ピッツァ・ガストロノミー

 

マンダリンオリエンタルホテル東京38Fにある「THE PIZZA BAR ON 38TH」。

「50 Top Pizza Asia Pacific 2023」にて1位、「50 Top Pizza World 2023」にて4位を受賞した、北海道から沖縄まで季節に応じて芽吹く日本全国の食材を使ったコーススタイルのピッツェリアだ。

当店を率いるのは、マンダリンオリエンタルホテル東京エグゼクティブシェフのダニエレ・カーソン氏。

彼の作るピッツァは、アラ・パーラというローマ風のピッツァ。

ナポレターナやロマーナと比べて、水分が多くて発酵時間が長く、イーストも極僅かしか使わない。

当店では、加水率80%かつ48時間の長時間発酵をさせることにより、極限まで軽やかな口当たりと食後感を追求している。

歯が当たれば、サクッとした快音が鳴ると共に香ばしい火花が散り、しっとりと歯に絡みつきながら粉の豊かな風味が広がって甘やかに溶けていく。

焼き方もナポレターナやロマーナとは全く違う。

生地の下には紙を敷き、ガスと電気のハイブリット型の釜で長い時間ゆっくりと熱を入れる。

生地内の繊細な気泡や伸ばした際の流れを壊さない様に紙を挟むことで、具材のエキスや油分が生地へと浸透し、旨味が溢れるピッツァへと仕上がる。

そして、ユニークなのが、ベースの生地を2種類、具材によって使い分けていることだ。

鮮やかなトマトソースには軽やかな生地を、香り高いチーズには味わい深い全粒粉ブレンドの生地をそれぞれ使っている。

この拘りの原点にあるのが、日本での食体験。

寿司屋では、ネタによってシャリを使い分けたり、酢の配合を変える。

その拘りに感銘を受けた彼は、生地がシャリなら具材はネタと、新たな視点からピッツァを捉え、10年の月日を経て今のスタイルに辿り着いた。

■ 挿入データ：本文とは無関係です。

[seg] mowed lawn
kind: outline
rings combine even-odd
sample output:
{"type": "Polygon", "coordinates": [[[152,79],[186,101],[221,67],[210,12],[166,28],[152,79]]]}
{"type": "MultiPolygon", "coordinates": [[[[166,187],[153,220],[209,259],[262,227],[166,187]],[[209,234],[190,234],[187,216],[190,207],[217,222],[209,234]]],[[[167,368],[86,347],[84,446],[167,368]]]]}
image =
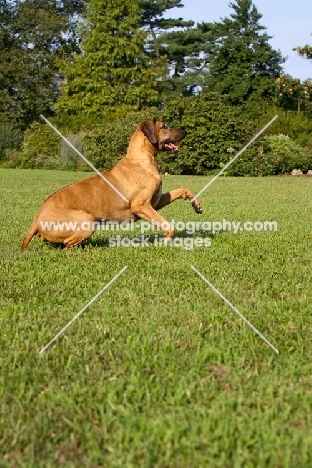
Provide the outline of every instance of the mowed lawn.
{"type": "MultiPolygon", "coordinates": [[[[89,175],[0,171],[0,466],[311,467],[312,178],[220,177],[202,215],[181,200],[161,211],[275,232],[197,232],[211,246],[192,250],[110,248],[118,233],[97,232],[84,248],[34,238],[22,253],[43,200],[89,175]]],[[[196,193],[209,178],[163,180],[196,193]]]]}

そう、「THE PIZZA BAR ON 38TH」は、日本だから生まれた、日本でしか味わえないピッツェリアなのである。

この日のピッツァメニューは、下記の8枚。

マリナーラ

ブッファラ

ピッツィーノ

山菜

新タマネギの様々な形モリーユ茸添え

モルタデッラとストラッチャテッラ

6フォルマッジ

スパイスチョコ入り和オレンジ

クラシックなマリナーラやブッファラは勿論、当店の醍醐味である季節の食材を使った「山菜」と「新タマネギの様々な形モリーユ茸添え」は、白眉の1枚。

 

 

10種の山菜をふんだんに用いる「山菜」は、山菜ならではの青味や苦味など、自然が生んだ複雑な風味がストラッチャテッラの乳脂と出会うことで、清廉と深味が共存した春の萌芽が口の中で一斉に芽吹く。

目を瞑れば、そこは荘厳な深山の只中である。

 

 

新タマネギに焦点を置いた「新タマネギの様々な形モリーユ茸添え」は、様々な調理法によって新タマネギの多彩な表情が引き出されている。

痛快な食感になめらかな舌触り、酸味と甘味と辛味等バリエーション豊富な味わい。

それらに寄り添い、噛むほどに旨味を広げる香ばしいパンツェッタ。

新タマネギとはかくも魅力的な野菜なのかと、喜びと驚きに満ちた革新的な1枚だ。

「THE PIZZA BAR ON 38TH」でしか味わないピッツァ・ガストロノミー。

席数はたったの8席なので、現在の予約は最低でも2ヶ月待ち。

争奪戦は避けられないプラチナシートとなっているが、搭乗が叶えば、まだ知らない素敵な美食の旅へと貴方を連れて行ってくれるだろう。